A white-sky morning, gutters overflowing with dried mulberry leaves. I am 10 years old, kicking a stone down cracked pavement, trying to make the walk last as long as possible, pushing back the chilling moment of my arrival at The End of the Road—the bus stop on the first school day of January. The decades pass, but that feeling keeps coming back. Even when there is no Christmas vacation anymore, the old January mood pervades my days, and I am once again a kid wishing the lights would never come down.

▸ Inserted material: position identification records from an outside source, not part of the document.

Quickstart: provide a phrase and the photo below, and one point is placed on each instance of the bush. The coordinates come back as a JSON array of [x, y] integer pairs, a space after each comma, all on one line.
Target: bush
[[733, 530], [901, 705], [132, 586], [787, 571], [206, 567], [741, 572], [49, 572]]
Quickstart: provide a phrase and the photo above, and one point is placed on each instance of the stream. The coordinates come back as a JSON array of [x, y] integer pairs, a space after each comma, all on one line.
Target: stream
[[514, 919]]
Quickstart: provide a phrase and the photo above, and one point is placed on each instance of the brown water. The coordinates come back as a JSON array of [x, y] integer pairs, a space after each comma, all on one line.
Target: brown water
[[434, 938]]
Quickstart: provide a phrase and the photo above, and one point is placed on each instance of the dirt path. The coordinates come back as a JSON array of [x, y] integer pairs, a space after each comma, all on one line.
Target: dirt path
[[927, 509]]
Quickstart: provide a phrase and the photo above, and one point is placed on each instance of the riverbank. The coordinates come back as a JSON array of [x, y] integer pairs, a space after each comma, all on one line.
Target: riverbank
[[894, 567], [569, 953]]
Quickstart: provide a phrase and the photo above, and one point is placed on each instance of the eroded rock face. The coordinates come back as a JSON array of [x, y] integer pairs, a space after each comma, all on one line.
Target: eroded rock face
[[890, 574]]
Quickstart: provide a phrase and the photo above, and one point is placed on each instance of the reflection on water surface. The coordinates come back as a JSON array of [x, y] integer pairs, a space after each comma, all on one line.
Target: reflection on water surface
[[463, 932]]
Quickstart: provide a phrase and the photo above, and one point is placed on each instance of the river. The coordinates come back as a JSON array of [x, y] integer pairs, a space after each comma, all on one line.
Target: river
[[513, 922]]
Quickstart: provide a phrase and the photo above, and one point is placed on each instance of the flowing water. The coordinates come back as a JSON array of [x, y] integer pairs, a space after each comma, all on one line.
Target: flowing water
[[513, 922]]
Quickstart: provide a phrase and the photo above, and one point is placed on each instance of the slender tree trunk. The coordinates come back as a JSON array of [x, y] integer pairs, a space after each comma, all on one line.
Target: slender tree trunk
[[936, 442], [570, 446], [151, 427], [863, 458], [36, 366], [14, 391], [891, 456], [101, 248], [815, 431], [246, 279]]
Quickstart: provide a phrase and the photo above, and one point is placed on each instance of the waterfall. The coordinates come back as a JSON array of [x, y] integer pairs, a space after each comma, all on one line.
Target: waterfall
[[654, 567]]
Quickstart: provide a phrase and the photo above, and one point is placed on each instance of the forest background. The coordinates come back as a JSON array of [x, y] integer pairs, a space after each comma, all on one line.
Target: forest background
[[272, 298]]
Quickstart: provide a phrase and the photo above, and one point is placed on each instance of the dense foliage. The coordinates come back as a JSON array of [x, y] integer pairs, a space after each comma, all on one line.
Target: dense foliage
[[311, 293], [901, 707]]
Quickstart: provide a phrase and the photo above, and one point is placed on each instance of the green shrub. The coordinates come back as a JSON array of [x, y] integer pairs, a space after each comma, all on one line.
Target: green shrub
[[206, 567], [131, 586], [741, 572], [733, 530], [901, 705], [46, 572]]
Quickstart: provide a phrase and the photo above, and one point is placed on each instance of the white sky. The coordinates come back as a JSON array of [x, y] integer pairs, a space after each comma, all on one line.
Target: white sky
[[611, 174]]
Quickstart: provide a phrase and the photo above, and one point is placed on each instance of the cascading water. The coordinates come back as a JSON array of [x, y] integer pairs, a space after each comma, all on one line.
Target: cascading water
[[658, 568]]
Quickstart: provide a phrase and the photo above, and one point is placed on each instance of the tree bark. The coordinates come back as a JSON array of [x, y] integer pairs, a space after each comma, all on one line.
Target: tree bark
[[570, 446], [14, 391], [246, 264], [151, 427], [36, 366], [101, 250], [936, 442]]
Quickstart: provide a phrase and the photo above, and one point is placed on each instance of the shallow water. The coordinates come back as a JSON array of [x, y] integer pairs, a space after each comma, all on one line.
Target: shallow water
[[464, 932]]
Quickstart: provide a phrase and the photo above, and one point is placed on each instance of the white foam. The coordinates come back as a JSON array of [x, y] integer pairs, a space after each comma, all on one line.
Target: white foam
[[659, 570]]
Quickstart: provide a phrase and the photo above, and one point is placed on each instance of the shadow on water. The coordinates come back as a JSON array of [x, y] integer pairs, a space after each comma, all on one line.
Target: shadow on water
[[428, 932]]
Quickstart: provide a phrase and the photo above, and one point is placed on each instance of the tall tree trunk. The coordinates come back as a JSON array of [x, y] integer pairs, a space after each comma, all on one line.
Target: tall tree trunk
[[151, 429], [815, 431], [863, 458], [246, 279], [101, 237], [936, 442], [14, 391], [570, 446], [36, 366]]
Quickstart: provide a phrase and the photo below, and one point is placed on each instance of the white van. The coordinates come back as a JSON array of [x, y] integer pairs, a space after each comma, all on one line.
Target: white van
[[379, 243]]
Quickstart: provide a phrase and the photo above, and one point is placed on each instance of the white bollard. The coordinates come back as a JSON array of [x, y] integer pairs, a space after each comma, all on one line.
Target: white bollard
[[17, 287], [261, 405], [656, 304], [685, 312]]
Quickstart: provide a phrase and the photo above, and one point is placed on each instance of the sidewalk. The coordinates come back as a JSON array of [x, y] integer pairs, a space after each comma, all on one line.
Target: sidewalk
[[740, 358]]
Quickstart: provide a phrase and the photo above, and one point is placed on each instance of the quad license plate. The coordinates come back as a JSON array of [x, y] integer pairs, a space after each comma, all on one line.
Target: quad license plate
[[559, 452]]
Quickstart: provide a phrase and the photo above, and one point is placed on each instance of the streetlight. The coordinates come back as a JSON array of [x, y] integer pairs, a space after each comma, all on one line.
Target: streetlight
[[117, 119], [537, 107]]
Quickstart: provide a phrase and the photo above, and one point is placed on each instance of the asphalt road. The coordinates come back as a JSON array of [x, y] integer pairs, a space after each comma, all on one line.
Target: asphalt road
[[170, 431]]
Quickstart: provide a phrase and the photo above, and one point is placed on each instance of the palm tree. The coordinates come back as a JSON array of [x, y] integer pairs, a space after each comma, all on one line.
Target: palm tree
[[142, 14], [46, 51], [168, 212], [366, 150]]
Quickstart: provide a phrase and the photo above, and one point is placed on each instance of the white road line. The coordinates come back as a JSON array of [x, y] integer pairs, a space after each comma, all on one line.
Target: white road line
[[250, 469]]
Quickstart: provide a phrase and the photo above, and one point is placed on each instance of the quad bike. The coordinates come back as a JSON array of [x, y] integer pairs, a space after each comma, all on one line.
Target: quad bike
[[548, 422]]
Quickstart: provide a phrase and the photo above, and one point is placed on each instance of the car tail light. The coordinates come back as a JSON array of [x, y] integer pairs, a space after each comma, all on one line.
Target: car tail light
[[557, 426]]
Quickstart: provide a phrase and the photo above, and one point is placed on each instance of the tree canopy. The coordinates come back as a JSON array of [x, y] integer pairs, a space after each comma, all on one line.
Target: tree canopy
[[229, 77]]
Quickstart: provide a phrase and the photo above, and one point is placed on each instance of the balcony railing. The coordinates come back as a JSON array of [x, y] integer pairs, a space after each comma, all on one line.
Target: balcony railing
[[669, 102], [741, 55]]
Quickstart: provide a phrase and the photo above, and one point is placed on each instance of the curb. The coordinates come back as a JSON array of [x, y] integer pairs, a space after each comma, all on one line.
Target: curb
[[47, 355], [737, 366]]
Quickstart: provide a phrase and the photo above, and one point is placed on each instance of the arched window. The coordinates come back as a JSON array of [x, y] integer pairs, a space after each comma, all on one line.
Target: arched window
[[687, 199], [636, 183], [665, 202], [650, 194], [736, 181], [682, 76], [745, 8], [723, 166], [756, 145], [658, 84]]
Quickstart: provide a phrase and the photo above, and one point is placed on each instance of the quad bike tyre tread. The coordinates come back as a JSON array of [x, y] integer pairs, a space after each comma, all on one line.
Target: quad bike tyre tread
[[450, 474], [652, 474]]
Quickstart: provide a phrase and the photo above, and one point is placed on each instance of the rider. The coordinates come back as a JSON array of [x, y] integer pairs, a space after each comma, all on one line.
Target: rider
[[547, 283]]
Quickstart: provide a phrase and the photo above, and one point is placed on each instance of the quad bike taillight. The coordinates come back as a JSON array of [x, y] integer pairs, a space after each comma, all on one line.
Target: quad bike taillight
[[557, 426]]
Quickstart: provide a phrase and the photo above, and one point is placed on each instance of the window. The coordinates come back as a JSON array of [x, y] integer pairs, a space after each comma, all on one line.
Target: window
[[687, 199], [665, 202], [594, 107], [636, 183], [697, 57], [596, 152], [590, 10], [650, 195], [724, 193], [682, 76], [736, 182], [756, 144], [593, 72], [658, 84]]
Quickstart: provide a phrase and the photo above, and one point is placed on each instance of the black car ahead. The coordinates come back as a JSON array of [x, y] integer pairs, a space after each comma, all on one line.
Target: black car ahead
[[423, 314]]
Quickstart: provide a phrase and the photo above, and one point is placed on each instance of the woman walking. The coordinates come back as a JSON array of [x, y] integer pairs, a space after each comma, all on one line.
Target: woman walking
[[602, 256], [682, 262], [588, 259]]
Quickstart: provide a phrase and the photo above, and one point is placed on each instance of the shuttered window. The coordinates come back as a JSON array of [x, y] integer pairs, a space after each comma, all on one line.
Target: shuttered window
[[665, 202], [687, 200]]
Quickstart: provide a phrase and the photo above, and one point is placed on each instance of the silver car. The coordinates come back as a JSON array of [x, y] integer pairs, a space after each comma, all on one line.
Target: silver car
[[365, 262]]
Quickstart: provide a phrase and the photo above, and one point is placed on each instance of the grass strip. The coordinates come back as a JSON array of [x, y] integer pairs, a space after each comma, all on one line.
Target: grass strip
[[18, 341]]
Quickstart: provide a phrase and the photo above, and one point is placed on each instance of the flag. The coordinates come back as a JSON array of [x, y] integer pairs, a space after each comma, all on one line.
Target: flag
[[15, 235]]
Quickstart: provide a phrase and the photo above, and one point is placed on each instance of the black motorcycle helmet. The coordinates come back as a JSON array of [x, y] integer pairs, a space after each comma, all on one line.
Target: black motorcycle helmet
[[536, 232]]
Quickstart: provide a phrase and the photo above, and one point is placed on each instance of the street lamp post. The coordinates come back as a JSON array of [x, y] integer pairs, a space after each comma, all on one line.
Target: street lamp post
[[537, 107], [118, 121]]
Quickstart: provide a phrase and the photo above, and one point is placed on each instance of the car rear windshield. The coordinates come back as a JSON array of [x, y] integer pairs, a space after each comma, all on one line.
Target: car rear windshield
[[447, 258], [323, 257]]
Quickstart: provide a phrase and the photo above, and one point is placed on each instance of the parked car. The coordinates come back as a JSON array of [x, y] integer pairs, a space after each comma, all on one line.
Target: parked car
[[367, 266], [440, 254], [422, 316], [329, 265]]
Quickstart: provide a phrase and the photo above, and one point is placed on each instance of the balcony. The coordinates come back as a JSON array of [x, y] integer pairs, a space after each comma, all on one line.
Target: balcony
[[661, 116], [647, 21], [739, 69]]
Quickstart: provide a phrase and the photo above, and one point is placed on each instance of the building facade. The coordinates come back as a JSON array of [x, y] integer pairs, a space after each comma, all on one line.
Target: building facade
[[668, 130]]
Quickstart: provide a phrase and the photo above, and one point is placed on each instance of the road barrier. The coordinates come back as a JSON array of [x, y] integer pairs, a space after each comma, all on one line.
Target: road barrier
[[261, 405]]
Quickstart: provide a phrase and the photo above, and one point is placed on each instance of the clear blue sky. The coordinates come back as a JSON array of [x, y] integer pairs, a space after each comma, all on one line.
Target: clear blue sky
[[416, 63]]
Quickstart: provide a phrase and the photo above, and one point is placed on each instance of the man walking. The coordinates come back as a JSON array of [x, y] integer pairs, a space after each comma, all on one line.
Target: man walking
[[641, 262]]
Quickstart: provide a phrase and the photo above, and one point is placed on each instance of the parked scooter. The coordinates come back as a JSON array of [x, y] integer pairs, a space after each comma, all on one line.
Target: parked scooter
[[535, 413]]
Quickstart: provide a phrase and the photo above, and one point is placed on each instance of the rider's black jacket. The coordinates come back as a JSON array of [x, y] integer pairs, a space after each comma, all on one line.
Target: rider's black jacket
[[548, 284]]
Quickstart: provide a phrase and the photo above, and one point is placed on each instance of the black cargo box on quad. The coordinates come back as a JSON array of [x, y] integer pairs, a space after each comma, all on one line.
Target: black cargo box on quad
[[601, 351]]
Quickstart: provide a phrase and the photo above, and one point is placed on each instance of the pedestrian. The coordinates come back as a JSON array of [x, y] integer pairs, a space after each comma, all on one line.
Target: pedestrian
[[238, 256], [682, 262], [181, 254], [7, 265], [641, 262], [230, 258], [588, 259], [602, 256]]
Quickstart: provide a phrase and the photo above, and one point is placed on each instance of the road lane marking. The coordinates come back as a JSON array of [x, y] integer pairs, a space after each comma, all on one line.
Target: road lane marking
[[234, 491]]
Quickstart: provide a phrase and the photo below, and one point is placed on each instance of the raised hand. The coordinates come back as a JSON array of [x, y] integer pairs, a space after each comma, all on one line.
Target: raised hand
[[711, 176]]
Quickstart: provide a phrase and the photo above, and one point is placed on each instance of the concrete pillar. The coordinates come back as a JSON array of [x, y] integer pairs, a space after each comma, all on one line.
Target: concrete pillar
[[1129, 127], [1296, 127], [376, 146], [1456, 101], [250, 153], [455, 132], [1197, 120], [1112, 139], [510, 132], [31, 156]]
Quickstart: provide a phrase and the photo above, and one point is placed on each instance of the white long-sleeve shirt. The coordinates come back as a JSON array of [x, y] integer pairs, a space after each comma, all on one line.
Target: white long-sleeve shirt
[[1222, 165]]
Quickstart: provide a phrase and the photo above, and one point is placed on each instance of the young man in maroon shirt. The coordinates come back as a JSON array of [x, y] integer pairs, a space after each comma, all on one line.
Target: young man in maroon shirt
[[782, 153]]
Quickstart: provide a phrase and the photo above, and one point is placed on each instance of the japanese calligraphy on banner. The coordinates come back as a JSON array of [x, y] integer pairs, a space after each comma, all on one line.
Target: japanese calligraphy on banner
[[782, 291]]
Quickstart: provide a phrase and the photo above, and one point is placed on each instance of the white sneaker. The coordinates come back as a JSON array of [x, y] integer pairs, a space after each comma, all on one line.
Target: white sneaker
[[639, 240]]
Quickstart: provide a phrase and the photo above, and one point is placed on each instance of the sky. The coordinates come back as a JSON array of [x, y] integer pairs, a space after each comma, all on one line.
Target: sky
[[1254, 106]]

It was a strange holiday season for Las Vegas. The sense of circling wagons, of communal embrace in hard times, added an odd shimmer to the usual commercial assault. I found myself oddly buoyed by small gestures: No journalistic cynicism could douse my naïve delight at the locals rates at the Venetian’s seasonal skating rink: $9, free for kids under 12. (Sure, it was synthetic ice, but maybe Charlie Brown underrated the allure of the ersatz.) I took my family to Ethel M’s illuminated cactus garden and joined hundreds of revelers roaming the grounds, looking at the lights and wondering, with a deep sense of appreciation and even awe, what kind of precautions one must take when decorating a saguaro.
I drove down a residential street in the south Valley and found a private home with a decorated mailbox where kids could put their letters to Santa. (No word yet on the response.) I went to UNLV’s basketball game against the University of California at 2 p.m. on a Friday and found more than 15,000 fellow fans in a festive holiday mood, which the Rebels’ stellar performance only intensified. Afterward, I took my son on a long walk on the UNLV campus, culminating at Einstein Bros. Bagels on Maryland Parkway. On our way back, the sky had gone deep purple behind the Lied Library, and for a moment I was sure that there wasn’t a more beautiful place in the world. For those of us who long to believe, the holiday soil is rich indeed.
Every year, just as the Rose Bowl trophy is being awarded, my stomach goes sore with a sense of impending disenchantment. The city has the sleepy glory of a fairground at carnival’s end. The carousel organ no longer drowns out the droning, sadly essential media conversation about foreclosures and unemployment and struggling schools and standardized tests. In this conversation, those tests represent the bright side—the opportunity to take measure of our children’s capacity to make it in the cold, hard world.
Somewhere, a stone is being kicked all the way to the bus stop. Slowly.